Seperti diketahui Forwida Sumsel ini merupakan kolaborasi pentahelix di Sumsel yang didalamnya terdapat unsur pemerintah, masyarakat atau komunitas, akademisi, pengusaha, dan media bersatu membangun kebersamaan dalam pembangunan termasuk didalamnya terdapat Sultan Mahmud Badaruddin (SMB) IV Jaya Wikrama R.M.Fauwaz Diradja,S.H.M.Kn.

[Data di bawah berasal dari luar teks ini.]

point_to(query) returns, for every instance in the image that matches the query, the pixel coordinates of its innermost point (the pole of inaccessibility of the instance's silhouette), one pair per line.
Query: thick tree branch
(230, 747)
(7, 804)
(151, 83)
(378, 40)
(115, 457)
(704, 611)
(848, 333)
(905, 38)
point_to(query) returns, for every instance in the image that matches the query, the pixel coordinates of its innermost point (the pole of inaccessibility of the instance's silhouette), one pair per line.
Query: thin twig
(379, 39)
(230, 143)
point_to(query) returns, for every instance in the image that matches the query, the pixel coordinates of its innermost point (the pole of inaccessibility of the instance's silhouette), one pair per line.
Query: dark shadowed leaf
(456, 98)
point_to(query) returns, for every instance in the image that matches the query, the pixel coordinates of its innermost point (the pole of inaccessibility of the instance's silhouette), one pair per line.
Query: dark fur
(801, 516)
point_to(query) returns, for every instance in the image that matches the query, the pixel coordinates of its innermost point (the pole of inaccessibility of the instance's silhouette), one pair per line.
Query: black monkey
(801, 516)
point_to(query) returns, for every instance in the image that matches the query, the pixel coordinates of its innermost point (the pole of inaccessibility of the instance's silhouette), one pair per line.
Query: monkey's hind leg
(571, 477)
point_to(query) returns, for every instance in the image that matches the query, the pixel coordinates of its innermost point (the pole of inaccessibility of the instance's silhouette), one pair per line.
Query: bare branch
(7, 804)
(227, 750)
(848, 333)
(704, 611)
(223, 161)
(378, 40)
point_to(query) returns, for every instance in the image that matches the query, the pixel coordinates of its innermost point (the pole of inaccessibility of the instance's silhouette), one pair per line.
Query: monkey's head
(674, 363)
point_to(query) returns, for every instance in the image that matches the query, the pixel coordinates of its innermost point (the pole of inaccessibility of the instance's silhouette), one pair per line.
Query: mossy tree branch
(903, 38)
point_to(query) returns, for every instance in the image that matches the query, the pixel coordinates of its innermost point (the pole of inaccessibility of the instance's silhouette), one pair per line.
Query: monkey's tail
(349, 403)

Dalam pertemuan ini resmi melahirkn dan mengajukan dua rekomendasi kepada Pemerintah kota (Pemkot) Palembang, DPRD kota Palembang dan DPRD Provinsi Sumatera Selatan (Sumsel) bahkan juga Rekomendasi ditujukan kepada Gubernur Sumsel dan Dinas Kebudayaan dan Pariwisata Sumsel.
Dua Rekomendasi tersebut resmi diserahkan langsung oleh Ketua Umum Forwida Sumsel ,Dr. Ir. Diah Kusuma Pratiwi, MT didampingi Sultan Mahmud Badaruddin (SMB) IV Jaya Wikrama R.M.Fauwaz Diradja,S.H.M.Kn serta sejumlah pengurus Forwida Sumsel kepada Wakil Ketua Komisi I DPRD kota Palembang yang juga anggota Badan Pembentukan Peraturan Daerah (Bapemperda) DPRD kota Palembang, Muhammad Ridwan Saiman SH MH.
Dalam kesempatan itu, Ketua Umum Forwida Sumsel, Dr. Ir. Diah Kusuma Pratiwi, MT menilai Pulau Kemaro itu ada benteng pertahanan milik Kesultanan Palembang Darussalam dan tidak ditemukan sejarah Sriwijaya di Pulau Kemaro.
“ Kalau ada keinginan untuk membuatnya menjadi destinasi wisata Sriwijaya itu salah,”katanya.
Selain itu dengan adanya artefak yang berada di baba Azim Amin berupa uang logam kuno yang diperlukan kajian lagi bersama Balai Arkeologi Sumsel .
“ Di Pulau Kemaro ada makam Panglima Bongsu dan prajuritnya yang dulunya bernuansa Islami, kita lihat di sana beberapa yang bernuansa Islami seperti ada huruf Arab Melayu yang bertuliskan dilarang berzina, berjudi dan membawa Babi sekarang sudah hilang , jadi banyak nuansa islami disana hilang , kami dari Forwida Sumsel menyatakan sikap Forwida Sumsel meminta kepada pemerintah agar itu dikembalikan seperti sedia kala,” tegas dia.
Pihaknya meminta kepada pemerintah untuk membuat fasilitas yang cukup untuk pariwisata di Pulau Kemaro seperti toilet , mushola atau masjid serta kantin-kantin yang layak untuk wisata.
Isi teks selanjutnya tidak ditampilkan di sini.